Per my knowledge, SAP is working on all three areas and frankly, they are easy to solve.
Visualizations by Data Warehouse Cloud
Putting the excitement about the technology aside, what is a data warehouse generally needed for? Purely for turning data into information and to act on this information for the financial benefit of the business. Or, to put it plainly, visualization is key.
And that is my biggest issue with DWC and therefore SAP Analytics Cloud. It is a tool providing yet another way to visualize the data in bar charts and so on, just like any other tool can do as well. Where are charts with more than two dimensions? Today, the requirement is to compare actual vs. previous year revenue per product type, region and distribution channel and show the changes over the time.
Another example: Hana is all about real time. And yet, the diagrams are static. New data should be appended in the diagrams as they appear in the database instead!
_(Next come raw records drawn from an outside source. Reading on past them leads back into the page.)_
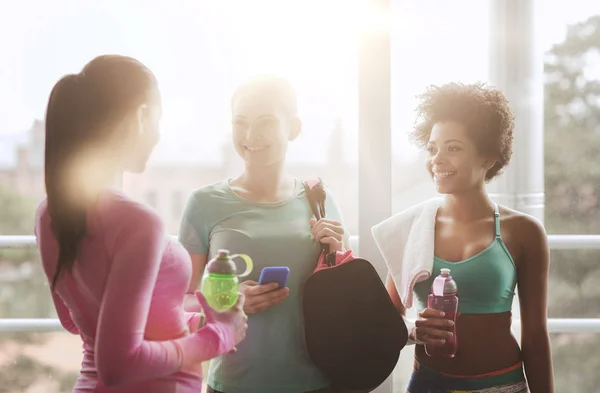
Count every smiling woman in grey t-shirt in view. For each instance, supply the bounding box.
[179,76,349,393]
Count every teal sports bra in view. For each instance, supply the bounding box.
[414,203,517,314]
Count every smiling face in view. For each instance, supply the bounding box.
[426,121,494,194]
[232,89,301,167]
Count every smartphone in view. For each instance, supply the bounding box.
[258,266,290,288]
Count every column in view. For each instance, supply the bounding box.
[488,0,544,222]
[358,0,392,393]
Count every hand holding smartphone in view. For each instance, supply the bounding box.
[258,266,290,288]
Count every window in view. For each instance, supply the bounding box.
[539,1,600,392]
[170,191,185,224]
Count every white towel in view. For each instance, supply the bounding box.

We had so many good concepts in this regard, it is well overdue to finally make it happen. Here is a glimpse of what the market provides as visualizations. DWC would deserve some of these.
The key factors of a Cloud Data Warehouse are how easy it is to get data in; the query response times of state-of-the-art queries; and the visualization options.
To my knowledge, SAP DWC is the only integrated solution that has synergies. Looking at Amazon AWS with the various databases or Snowflake with a purpose build Data Warehouse Cloud solution, both use openness as their main theme. Customers use their ETL tool of choice to get data in. Customers use their BI tool of choice to report on the data. There’s nothing wrong with having that option, but providing solutions for these parts out of the box is even better.
SAP is the only company listed as leader in all required aspects. It is one of the leaders in databases, in data integration and in Business Intelligence. The potential is there, SAP just needs to finally act on it.